天色又黑,校门口又那么安静,路上行人也没几个,当猛然看到棘子成意外地出现在自己面前,荆晓灵着实被吓了一大跳,她还以为是校门外的社痞子混混跑来“劫”她的“道儿”呢。
幸好,不是。可,荆晓灵却明显故意地撤身后退了几步:“哈秋~~哈秋~~离……离我远点!都……这么……哈秋~~晚了,我还以为你……哈秋~~已经早走了呢!”

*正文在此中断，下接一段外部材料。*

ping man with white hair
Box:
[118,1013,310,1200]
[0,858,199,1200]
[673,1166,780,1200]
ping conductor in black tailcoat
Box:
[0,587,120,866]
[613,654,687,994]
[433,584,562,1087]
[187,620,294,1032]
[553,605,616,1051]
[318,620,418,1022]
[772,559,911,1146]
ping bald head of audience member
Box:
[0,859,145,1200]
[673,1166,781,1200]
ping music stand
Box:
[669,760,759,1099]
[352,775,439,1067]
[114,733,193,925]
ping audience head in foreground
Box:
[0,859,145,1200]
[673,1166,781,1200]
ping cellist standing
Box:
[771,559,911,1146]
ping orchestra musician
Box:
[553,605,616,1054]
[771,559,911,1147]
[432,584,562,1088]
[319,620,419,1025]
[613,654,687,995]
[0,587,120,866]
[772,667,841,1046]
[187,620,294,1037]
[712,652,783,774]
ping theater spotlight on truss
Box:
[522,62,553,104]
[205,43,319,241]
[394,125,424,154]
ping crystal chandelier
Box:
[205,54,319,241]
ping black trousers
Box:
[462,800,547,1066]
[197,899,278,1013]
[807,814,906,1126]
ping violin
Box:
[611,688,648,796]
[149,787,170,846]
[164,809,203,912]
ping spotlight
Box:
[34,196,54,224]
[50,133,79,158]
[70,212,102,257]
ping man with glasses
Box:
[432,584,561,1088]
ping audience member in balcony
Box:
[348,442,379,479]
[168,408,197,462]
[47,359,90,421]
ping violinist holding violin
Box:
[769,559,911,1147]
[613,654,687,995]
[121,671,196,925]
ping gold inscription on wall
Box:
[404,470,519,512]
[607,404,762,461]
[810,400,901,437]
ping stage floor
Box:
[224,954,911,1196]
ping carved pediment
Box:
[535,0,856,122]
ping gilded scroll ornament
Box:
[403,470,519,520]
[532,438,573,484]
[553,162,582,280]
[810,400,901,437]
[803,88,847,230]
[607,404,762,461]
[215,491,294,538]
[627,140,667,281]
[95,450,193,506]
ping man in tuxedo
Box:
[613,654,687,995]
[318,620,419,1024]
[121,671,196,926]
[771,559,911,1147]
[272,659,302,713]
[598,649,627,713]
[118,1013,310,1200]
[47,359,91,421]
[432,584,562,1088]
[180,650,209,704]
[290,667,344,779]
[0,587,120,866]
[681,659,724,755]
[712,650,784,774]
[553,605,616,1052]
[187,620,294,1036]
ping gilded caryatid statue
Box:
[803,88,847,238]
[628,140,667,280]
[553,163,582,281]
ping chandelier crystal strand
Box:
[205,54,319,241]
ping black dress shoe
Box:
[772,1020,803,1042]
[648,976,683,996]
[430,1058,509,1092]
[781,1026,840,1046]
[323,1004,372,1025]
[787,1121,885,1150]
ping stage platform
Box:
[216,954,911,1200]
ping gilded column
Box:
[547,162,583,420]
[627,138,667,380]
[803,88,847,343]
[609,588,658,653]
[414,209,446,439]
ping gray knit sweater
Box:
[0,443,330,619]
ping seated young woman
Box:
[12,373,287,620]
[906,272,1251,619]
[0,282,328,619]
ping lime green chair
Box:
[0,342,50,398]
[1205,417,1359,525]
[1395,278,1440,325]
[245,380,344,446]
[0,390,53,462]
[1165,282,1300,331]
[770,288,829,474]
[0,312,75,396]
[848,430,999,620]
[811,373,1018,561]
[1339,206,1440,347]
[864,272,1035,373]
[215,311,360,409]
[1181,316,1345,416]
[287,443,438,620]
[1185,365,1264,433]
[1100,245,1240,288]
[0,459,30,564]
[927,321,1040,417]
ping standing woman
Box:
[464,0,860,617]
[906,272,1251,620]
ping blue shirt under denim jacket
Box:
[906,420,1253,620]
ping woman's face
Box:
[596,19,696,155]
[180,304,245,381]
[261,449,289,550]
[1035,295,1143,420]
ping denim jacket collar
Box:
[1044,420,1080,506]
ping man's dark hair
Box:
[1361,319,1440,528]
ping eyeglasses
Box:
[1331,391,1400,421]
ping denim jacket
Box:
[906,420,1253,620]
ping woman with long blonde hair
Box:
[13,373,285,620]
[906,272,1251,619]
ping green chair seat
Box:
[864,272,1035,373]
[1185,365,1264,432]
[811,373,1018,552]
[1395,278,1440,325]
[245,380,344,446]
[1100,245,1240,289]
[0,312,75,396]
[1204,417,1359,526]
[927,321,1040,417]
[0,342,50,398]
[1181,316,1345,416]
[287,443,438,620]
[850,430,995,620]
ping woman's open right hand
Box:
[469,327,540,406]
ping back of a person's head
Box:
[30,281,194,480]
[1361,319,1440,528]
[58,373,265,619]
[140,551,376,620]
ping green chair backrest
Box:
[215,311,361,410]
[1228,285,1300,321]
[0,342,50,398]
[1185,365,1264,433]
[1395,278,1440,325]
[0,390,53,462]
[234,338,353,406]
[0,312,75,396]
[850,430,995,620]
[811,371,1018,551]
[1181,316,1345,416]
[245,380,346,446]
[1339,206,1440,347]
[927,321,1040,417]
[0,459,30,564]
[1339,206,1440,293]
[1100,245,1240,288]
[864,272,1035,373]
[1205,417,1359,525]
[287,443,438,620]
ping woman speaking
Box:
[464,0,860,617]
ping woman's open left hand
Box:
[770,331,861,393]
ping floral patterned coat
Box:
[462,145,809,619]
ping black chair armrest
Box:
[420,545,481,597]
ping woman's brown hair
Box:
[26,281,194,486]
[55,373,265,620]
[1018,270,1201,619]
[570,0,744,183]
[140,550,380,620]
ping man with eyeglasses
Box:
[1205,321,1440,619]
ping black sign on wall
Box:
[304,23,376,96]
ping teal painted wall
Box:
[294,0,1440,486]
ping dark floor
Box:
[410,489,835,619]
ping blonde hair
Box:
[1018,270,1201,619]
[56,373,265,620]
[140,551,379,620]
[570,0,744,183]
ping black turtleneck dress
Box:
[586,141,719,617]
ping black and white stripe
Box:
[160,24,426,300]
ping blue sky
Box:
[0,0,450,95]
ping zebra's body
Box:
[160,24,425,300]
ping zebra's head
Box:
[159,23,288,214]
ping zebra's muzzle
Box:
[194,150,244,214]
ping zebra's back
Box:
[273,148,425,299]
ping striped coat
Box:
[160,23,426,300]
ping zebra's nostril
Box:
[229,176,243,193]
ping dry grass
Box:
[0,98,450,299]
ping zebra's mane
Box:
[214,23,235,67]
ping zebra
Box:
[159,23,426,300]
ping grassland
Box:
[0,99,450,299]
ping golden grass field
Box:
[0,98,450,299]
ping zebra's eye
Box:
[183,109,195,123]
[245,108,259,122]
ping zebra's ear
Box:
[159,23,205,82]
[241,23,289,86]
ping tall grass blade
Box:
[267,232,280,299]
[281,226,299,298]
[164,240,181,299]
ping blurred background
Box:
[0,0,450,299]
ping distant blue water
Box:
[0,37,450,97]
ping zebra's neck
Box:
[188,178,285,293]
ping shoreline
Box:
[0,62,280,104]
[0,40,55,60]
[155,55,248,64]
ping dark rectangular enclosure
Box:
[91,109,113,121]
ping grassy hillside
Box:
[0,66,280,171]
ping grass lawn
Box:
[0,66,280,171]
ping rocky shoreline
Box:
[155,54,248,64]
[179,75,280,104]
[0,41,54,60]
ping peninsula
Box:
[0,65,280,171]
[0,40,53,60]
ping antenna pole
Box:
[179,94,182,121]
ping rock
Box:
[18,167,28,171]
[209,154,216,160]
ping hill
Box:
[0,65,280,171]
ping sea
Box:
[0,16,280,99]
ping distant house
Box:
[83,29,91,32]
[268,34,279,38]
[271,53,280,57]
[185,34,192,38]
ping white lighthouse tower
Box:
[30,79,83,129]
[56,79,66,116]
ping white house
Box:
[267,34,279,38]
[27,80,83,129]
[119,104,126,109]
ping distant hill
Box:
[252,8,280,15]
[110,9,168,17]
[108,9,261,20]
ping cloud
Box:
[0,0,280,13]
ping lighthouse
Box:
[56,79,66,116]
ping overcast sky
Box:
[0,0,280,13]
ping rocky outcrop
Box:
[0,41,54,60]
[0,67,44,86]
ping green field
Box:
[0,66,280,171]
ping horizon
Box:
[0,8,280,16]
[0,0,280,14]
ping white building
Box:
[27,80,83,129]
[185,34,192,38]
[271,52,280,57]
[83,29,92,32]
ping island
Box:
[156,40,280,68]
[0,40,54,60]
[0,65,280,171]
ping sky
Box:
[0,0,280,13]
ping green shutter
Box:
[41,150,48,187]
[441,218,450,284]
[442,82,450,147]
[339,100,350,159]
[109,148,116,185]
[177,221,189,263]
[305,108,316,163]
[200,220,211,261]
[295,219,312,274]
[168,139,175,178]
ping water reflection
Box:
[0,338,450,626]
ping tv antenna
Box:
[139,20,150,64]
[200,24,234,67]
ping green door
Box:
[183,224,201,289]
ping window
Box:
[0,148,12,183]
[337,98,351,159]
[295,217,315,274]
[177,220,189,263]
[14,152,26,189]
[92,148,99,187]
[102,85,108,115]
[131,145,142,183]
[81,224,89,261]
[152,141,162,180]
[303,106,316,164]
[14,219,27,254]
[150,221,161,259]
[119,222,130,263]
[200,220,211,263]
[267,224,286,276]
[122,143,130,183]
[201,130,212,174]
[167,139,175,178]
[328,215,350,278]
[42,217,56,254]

然而,对气味极其敏感的荆晓灵,闻到了棘子成身上的味道,鼻炎再次发作,喷嚏又开始不断起来了……
棘子成伸出一只手臂,按住了她正要转向的车把,他又狠劲儿闻了闻自己的身上,上前解释道:“还有那股红花油的味道吗?放学之前,我……我还特意回宿舍洗了个澡,用光了大半瓶的沐浴液,还换了套新衣服!”
“不不不……”荆晓灵一边摆了摆手说着,一边停住了脚步,“哈秋~~不是红花油啦……就是你头发上那股洗发水……或者是沐浴液的味儿呀……哈秋~~哈秋~~”
“好吧!”棘子成低着头,对自己的弄巧成拙感到很不好意思,便放开了自己按在荆晓灵车把上的手臂,“我会注意的,和你保持好距离……”
距离……这个词,忽然他们彼此都感觉了某种沉重之意!
而,本就心思比嗅觉还要更加敏感的荆晓灵,对于这种感觉,尤为真切一些。她忽然意识到,或许,未来的日子里,自己和棘子成之间的“距离”,会越拉越大,而不是像她理想中期盼和努力的那样,会越来越小……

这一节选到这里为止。